* [patch net-next RFC] tbf: handle gso skbs properly
@ 2013-02-15 12:44 Jiri Pirko
2013-02-15 14:18 ` Eric Dumazet
2013-02-15 15:30 ` Eric Dumazet
0 siblings, 2 replies; 4+ messages in thread
From: Jiri Pirko @ 2013-02-15 12:44 UTC (permalink / raw)
To: netdev; +Cc: davem, edumazet, jhs, kuznet, j.vimal
According to Eric's suggestion, when gso skb can't be sent in one mtu
time, resegment it.
Note that helper will be moved to sch_api.c probably so it can be used
by other code.
Also, I'm not sure similar patch to this can be done for act_police. I
have to look at that more closely.
Thanks for review.
Signed-off-by: Jiri Pirko <jiri@resnulli.us>
---
include/net/sch_generic.h | 1 +
net/core/dev.c | 24 ------------------------
net/sched/sch_api.c | 27 +++++++++++++++++++++++++++
net/sched/sch_tbf.c | 38 +++++++++++++++++++++++++++++++++++++-
4 files changed, 65 insertions(+), 25 deletions(-)

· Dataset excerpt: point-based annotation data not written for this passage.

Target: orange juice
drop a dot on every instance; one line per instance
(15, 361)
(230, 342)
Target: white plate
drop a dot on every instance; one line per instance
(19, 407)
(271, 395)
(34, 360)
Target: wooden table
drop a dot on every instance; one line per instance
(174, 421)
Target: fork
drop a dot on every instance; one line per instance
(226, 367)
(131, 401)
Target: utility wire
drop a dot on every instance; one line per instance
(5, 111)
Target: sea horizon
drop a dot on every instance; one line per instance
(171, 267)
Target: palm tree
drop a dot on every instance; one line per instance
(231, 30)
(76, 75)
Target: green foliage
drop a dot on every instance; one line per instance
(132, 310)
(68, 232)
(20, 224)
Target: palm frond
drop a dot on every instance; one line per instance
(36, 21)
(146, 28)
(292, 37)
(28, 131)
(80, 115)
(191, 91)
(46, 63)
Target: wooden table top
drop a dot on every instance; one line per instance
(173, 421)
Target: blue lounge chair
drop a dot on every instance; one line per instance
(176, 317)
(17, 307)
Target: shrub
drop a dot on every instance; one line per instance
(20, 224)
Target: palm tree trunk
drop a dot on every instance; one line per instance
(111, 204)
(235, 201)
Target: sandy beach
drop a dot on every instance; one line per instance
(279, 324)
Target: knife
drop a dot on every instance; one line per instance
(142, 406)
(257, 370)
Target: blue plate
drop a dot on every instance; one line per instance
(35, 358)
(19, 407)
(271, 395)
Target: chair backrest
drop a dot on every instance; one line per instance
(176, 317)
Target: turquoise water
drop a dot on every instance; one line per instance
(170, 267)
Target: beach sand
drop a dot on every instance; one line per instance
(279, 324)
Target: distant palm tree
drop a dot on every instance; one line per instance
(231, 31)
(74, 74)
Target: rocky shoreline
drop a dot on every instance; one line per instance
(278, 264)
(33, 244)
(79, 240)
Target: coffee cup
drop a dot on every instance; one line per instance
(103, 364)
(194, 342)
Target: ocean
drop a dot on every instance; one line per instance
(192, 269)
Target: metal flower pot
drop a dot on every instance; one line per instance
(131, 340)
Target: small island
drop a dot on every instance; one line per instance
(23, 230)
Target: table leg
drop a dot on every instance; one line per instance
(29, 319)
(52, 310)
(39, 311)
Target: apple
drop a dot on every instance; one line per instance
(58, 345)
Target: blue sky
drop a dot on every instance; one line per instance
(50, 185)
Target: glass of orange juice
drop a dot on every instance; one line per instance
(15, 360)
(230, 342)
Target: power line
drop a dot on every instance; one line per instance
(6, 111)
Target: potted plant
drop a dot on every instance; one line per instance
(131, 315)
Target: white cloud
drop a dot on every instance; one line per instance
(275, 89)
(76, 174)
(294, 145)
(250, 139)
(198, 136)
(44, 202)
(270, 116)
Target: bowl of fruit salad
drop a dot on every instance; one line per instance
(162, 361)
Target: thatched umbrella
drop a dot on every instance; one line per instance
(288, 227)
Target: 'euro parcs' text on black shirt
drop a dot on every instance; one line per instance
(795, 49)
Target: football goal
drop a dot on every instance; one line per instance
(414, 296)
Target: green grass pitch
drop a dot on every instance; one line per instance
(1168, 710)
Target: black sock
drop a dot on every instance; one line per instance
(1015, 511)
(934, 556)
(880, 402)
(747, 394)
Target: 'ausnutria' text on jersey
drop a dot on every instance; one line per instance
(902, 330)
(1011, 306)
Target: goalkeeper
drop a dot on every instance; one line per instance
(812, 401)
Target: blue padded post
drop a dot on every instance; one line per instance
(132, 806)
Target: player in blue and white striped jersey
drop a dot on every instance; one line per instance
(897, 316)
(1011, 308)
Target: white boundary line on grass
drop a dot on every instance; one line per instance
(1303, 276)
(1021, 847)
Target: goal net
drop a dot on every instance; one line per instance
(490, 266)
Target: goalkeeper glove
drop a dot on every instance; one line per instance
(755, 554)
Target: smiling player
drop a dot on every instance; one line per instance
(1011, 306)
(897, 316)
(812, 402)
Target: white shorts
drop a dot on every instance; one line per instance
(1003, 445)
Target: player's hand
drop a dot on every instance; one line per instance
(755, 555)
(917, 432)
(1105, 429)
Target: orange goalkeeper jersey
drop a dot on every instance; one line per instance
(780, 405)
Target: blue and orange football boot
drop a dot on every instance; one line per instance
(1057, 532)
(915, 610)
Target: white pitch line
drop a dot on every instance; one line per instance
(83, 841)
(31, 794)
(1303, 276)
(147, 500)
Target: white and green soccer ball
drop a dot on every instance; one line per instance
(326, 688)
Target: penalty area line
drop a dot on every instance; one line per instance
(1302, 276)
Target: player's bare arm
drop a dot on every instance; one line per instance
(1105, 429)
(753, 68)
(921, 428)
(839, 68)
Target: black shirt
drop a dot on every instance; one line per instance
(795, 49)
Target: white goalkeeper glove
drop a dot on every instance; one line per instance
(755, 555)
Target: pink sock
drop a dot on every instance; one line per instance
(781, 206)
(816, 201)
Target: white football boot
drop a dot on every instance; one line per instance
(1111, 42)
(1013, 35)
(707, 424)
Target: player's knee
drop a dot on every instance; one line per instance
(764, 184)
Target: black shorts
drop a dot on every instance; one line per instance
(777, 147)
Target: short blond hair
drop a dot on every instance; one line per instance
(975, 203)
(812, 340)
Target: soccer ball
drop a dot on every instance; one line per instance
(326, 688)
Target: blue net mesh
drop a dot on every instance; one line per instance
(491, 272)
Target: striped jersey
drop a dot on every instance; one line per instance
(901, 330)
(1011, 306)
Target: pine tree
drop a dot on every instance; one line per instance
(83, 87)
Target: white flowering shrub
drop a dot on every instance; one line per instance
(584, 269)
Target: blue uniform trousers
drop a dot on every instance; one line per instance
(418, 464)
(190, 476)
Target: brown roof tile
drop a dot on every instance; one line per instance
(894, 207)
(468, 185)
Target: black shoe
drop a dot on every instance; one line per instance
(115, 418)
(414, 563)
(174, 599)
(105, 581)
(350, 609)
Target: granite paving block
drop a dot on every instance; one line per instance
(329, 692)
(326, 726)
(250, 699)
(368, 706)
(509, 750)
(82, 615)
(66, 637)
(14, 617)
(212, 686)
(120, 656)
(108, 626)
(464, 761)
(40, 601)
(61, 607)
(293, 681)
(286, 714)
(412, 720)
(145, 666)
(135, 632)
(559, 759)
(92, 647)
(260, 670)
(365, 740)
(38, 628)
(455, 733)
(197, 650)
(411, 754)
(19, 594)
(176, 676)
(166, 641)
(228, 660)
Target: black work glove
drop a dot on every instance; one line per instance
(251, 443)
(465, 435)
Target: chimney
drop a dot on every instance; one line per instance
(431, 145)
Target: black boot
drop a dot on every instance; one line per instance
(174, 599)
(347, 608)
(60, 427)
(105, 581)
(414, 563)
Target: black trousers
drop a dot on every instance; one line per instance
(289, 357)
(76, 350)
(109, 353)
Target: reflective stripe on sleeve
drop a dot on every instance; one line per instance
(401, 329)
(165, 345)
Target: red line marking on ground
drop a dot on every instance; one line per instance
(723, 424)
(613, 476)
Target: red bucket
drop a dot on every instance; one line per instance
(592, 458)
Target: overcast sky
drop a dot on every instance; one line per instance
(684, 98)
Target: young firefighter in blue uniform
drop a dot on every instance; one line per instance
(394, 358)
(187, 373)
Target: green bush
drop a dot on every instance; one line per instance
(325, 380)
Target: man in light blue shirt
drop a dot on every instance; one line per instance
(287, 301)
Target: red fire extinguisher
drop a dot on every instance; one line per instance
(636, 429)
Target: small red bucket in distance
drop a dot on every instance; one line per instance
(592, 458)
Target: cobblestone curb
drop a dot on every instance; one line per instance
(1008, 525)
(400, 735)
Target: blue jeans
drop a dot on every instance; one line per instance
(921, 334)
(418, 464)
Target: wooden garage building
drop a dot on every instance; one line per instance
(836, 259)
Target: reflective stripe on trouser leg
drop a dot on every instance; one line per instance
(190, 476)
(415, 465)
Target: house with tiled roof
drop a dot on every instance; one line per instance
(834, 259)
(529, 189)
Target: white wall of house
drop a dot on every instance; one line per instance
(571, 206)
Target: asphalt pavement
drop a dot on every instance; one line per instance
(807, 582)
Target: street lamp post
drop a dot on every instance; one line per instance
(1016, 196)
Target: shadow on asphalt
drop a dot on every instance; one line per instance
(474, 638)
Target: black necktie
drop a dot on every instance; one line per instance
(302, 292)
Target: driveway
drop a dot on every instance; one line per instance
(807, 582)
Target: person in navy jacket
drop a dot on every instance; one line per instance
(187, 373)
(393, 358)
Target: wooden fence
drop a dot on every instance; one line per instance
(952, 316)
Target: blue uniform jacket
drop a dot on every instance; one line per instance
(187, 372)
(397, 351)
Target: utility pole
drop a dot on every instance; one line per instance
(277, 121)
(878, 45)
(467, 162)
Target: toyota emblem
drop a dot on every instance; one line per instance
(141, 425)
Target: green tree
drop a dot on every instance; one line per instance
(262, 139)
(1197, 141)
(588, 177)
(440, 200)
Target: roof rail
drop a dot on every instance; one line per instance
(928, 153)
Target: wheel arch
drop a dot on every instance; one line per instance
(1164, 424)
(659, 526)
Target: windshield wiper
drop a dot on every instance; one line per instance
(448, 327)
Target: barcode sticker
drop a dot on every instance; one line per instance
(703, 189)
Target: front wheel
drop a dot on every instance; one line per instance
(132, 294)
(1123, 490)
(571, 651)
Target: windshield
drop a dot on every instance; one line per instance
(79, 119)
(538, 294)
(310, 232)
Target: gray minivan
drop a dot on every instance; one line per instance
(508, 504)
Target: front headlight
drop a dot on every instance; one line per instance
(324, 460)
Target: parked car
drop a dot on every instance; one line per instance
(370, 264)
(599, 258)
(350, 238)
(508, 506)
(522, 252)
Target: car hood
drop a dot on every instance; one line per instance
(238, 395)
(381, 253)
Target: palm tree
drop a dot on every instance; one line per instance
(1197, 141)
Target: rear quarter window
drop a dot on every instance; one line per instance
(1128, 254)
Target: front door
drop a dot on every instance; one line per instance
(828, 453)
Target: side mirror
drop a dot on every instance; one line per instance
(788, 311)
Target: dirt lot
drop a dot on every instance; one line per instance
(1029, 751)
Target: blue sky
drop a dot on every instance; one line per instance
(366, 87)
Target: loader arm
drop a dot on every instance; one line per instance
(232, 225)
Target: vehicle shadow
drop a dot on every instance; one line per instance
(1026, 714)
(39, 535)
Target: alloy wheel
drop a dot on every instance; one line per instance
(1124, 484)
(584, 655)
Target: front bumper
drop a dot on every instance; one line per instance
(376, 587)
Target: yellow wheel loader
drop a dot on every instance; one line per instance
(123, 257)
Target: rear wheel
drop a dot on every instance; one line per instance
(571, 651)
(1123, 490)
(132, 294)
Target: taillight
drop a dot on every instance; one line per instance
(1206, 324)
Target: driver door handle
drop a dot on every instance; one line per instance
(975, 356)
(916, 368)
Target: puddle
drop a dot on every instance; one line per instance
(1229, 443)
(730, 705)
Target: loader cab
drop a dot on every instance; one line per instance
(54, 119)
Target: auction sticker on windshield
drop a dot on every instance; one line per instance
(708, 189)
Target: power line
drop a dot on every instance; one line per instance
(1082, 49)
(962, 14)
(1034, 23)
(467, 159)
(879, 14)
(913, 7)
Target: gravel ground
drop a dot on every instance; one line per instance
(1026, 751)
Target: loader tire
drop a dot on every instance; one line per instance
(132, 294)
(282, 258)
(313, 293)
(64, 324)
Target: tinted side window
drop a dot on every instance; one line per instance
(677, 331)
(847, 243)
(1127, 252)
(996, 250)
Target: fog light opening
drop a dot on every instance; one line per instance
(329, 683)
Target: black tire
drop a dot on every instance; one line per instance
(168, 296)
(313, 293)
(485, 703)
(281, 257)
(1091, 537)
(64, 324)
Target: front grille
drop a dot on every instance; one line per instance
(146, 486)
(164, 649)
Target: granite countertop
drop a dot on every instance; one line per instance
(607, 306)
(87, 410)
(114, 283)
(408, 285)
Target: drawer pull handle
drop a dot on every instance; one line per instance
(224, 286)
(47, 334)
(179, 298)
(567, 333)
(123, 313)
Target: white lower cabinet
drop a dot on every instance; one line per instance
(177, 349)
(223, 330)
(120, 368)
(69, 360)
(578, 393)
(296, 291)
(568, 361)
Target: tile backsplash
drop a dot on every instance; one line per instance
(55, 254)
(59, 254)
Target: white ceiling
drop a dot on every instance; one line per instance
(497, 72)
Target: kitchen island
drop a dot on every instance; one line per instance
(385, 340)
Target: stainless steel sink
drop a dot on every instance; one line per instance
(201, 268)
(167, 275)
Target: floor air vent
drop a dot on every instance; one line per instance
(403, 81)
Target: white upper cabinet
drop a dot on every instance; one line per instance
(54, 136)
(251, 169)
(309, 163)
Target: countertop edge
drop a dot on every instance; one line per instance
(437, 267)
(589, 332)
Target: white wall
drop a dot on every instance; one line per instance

diff --git a/include/net/sch_generic.h b/include/net/sch_generic.h
index 2761c90..de6db57 100644
--- a/include/net/sch_generic.h
+++ b/include/net/sch_generic.h
@@ -372,6 +372,7 @@ extern struct Qdisc *qdisc_create_dflt(struct netdev_queue *dev_queue,
struct Qdisc_ops *ops, u32 parentid);
extern void __qdisc_calculate_pkt_len(struct sk_buff *skb,
const struct qdisc_size_table *stab);
+extern void qdisc_pkt_len_init(struct sk_buff *skb);
extern void tcf_destroy(struct tcf_proto *tp);
extern void tcf_destroy_chain(struct tcf_proto **fl);
diff --git a/net/core/dev.c b/net/core/dev.c
index f444736..8f86b1c 100644
--- a/net/core/dev.c
+++ b/net/core/dev.c
@@ -2680,30 +2680,6 @@ out:
return rc;
}
-static void qdisc_pkt_len_init(struct sk_buff *skb)
-{
- const struct skb_shared_info *shinfo = skb_shinfo(skb);
-
- qdisc_skb_cb(skb)->pkt_len = skb->len;
-
- /* To get more precise estimation of bytes sent on wire,
- * we add to pkt_len the headers size of all segments
- */
- if (shinfo->gso_size) {
- unsigned int hdr_len;
-
- /* mac layer + network layer */
- hdr_len = skb_transport_header(skb) - skb_mac_header(skb);
-
- /* + transport layer */
- if (likely(shinfo->gso_type & (SKB_GSO_TCPV4 | SKB_GSO_TCPV6)))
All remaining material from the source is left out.